The study participants showed more than a 40-fold increase in antibodies, regardless of the infection severity. The ongoing follow-up study revealed the durability of these antibodies as most of the infected participants maintained protection from re-infection seven months later. The infection protection also covered other variants of Omicron, BA.1 and BA.2 patients had a 90% lower risk of getting infected by BA.5
“Antibodies in the blood protect from severe disease, but if we aim to limit infection, viral transmission and the emergence of new SARS-CoV-2 variants, we need to reinforce our immunity at the mucosal surface, which is the viral point of entry”, says Charlotte Thålin, M.D. and associate professor at the Department of Clinical Sciences, Danderyd Hospital, Karolinska Institutet who led the study. “This is not achieved by currently employed intramuscularly-delivered vaccines. But the hope is that a nasal vaccine may generate mucosal immune responses similar to those seen after infection, and thereby block the transmission chain”, she says.

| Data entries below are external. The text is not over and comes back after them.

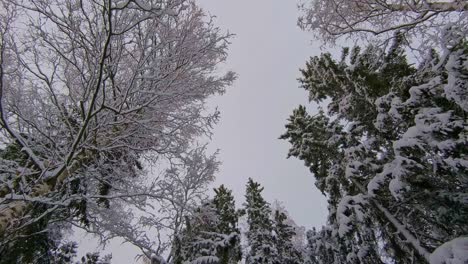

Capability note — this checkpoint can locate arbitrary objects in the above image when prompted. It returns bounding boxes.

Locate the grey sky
[199,0,326,228]
[80,0,327,264]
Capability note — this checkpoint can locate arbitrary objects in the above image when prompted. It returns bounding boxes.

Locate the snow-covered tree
[173,185,242,264]
[273,210,303,264]
[282,28,468,263]
[244,178,280,264]
[299,0,468,44]
[0,0,235,257]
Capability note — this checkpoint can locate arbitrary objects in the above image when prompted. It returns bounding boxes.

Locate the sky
[198,0,327,228]
[80,0,327,264]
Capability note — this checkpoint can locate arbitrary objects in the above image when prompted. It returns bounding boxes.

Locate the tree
[282,29,468,263]
[0,0,235,257]
[299,0,468,45]
[273,210,303,264]
[173,185,242,264]
[244,178,279,264]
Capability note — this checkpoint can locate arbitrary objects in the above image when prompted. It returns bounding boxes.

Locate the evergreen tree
[174,185,242,264]
[273,210,303,264]
[282,30,468,263]
[245,179,280,264]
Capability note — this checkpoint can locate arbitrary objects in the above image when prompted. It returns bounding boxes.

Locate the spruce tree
[282,30,468,263]
[273,210,303,264]
[245,178,280,264]
[174,185,242,264]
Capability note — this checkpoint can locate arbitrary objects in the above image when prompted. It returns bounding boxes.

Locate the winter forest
[0,0,468,264]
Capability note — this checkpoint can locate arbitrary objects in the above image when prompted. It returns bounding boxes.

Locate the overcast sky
[199,0,326,228]
[80,0,327,264]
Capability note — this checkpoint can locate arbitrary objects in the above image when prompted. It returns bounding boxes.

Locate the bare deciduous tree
[0,0,235,260]
[299,0,468,43]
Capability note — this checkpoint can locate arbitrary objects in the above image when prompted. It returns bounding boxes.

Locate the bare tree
[299,0,468,43]
[0,0,235,254]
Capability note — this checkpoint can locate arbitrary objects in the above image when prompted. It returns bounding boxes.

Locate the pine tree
[245,178,279,264]
[174,185,242,264]
[213,185,242,264]
[282,30,468,263]
[273,210,303,264]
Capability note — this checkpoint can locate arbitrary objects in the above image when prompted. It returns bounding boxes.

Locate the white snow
[429,237,468,264]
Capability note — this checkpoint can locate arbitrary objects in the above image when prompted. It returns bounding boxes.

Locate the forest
[0,0,468,264]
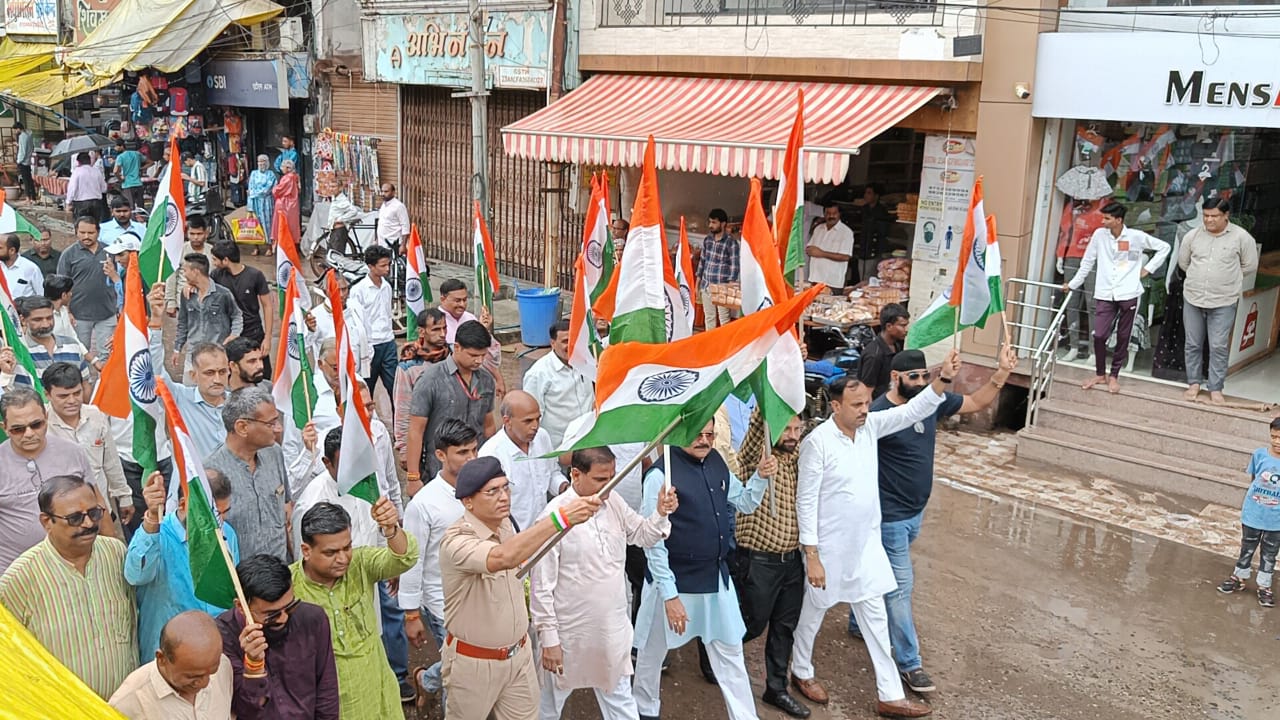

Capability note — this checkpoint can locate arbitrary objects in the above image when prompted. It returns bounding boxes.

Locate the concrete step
[1037,397,1266,471]
[1050,379,1274,447]
[1018,427,1249,506]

Besides investigating first-time Omicron infections, they have also looked at the impact of repeated infections and found that if you have already had SARS-CoV-2, you have a more robust mucosal immune response to Omicron breakthrough infection.
“The results show us that it is possible to recall protective and durable mucosal IgA antibody responses in the airways, and that these responses increase with the number of infections. Although these findings are not surprising, they are important for the development of nasal vaccines”, says Ulrika Marking, M.D., a Ph.D. student at Karolinska Institutet and first author of the paper.
The COMMUNITY study enrolled 2,149 healthcare workers in the spring of 2020 at Danderyd Hospital, Sweden, and continues with regular samplings from blood and mucosa, monitoring immune responses after repeated SARS-CoV-2 infections and vaccinations. The study is being conducted in close collaboration between Danderyd Hospital, Karolinska Institutet, Uppsala University, the Public Health Agency of Sweden, KTH Royal Institute of Technology, and SciLifeLab.
The Jonas and Christina af Jochnick Foundation, the Public Health Agency of Sweden, Region Stockholm, the Knut and Alice Wallenberg Foundation, Leif Lundblad and family, the Swedish Research Council, the Swedish Heart-Lung Foundation, the Bill and Melinda Gates Foundation, Karolinska Institutet and SciLifeLab have funded the research.